Jayhawks Take Flight Again on Raft of Reissues
At the end of 1995, Gary Louris had a problem. A big one.
Marina Chavez/UME The Jayhawks "Sounds of Lies" lineup 1997: Karen Grotberg (keyboards), Tim O'Reagan (drums/vocals), Gary Louris (guitar/vocals), Marc Perlman (bass), and Kraig Johnson (guitar).
His band, the critically acclaimed, Minneapolis-based Jayhawks, was just starting to gain some commercial traction after a decade of existence at the front of the No Depression/Americana/alt-country pack. Their release earlier that year, Tomorrow the Green Grass, was (and is) considered a masterpiece, and single "Blue" seemed to have them poised to break even more.
Then, Louris' fellow singer/guitarist/songwriter Mark Olson quit, relieving the band of its co-leader and, more importantly, one half of the harmony vocals that were the band's trademark.
"It was a shock when he first left, but it wasn't entirely unexpected." Louris says today. "I could see it coming, and the initial thought was to [disband] But in the ensuing weeks, it became clear that the band was eager to continue. And we took it as an opportunity to explore our real roots, which in my case was English rock and art rock. Roots music for me came later."
The Jayhawks have just released remastered versions of the three post-Olson records, Sound of Lies (1997), Smile (2000), and Rainy Day Music (2003). All are replete with bonus tracks of alternate takes, demos, live cuts, and unreleased songs from the band's voluminous archives, of which Louris is the keeper.
"I have every DAT tape, poster, and set list," he says. "Even a cassette of the band's first rehearsal."
Louris has also reconstituted the band's 1997 touring lineup of himself, co-founder Marc Perlman (bass), longtime member Tim O'Reagan (drummer/vocals), Karen Grotberg (keyboards), and Olson's guitar replacement, Kraig Johnson. A worldwide tour going into 2015 will concentrate on material from these three albums.

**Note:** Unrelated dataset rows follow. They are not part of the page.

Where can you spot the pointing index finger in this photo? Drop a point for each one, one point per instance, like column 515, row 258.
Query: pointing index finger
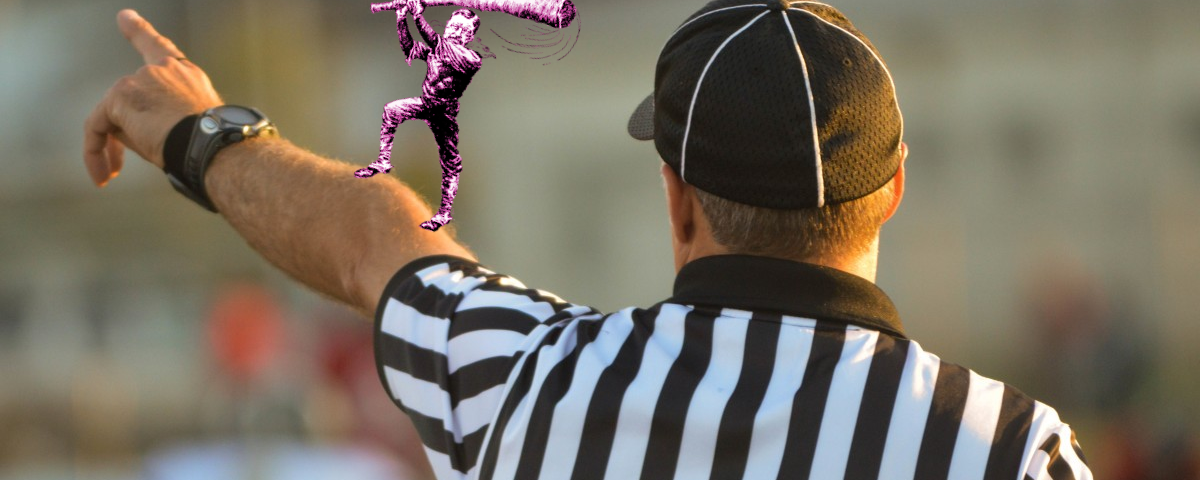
column 155, row 48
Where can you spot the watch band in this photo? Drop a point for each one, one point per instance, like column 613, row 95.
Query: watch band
column 196, row 139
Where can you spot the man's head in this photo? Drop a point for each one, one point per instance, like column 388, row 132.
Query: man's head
column 462, row 27
column 779, row 125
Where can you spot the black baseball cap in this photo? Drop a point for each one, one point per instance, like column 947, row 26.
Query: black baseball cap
column 773, row 103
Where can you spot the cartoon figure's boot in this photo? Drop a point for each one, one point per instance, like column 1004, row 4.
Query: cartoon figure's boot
column 387, row 135
column 449, row 190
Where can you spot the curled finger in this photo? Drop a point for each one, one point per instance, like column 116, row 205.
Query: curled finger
column 96, row 150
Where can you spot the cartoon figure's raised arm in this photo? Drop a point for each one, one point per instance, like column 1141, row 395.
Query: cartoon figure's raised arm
column 406, row 40
column 427, row 33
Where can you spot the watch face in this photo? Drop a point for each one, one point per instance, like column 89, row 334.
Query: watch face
column 239, row 115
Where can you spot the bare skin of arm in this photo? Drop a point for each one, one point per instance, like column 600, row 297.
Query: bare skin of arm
column 305, row 214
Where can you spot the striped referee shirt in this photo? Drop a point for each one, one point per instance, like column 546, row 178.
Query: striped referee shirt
column 755, row 369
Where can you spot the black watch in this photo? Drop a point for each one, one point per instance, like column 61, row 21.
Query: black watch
column 196, row 139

Louris was kind enough to discuss the three reissues and where they fit into the band's discography.
Sound of Lies
A radical, fairly shocking departure from the band's traditional sound, this psychedelic/art-rock effort has nonetheless grown in stature over the years. Though its creation came out of a what-the-hell desperation.
"We thought this would be the last record we'd ever do," Louris says. "And it's very liberating to have that feeling. You end up doing what's true to you,"
He notes he was alternately "liberated, scared, excited, and depressed at the same time" about taking over leadership of the band in the wake of Olson's departure.
"It's a band favorite and a lot of diehard fans' go-to record," ," he continues. "I don't think we've ever surpassed it. And it's atmospheric and very vibey."
Louris notes that he also "struck gold twice" when it was discovered that O'Reagan, a singer/songwriter in his own right, could create different, but still solid harmony vocals.
"I got this drummer who has a better voice than me, really!" Louris laughs. "And I love the singing-drummer thing. It's so Levon Helm!"
This foray into more straight-ahead rock and power-pop territory was produced by the unlikely choice of Bob Ezrin, who had made seminal records for Alice Cooper (Billion Dollar Babies), Pink Floyd (The Wall), Lou Reed (Berlin) and KISS (Destroyer and, uh, Music From "The Elder").
Ironically, the "King of the Concept Album" had to convince Louris out of making one with this effort.
"Bob talked me down from the ledge on that one! But it was funny that it was him of all people, I mean Mr. The Wall!', laughs Louris, who had also sent letters to Phil Spector and the team of Jimmy Jam and Terry Lewis to possibly produce.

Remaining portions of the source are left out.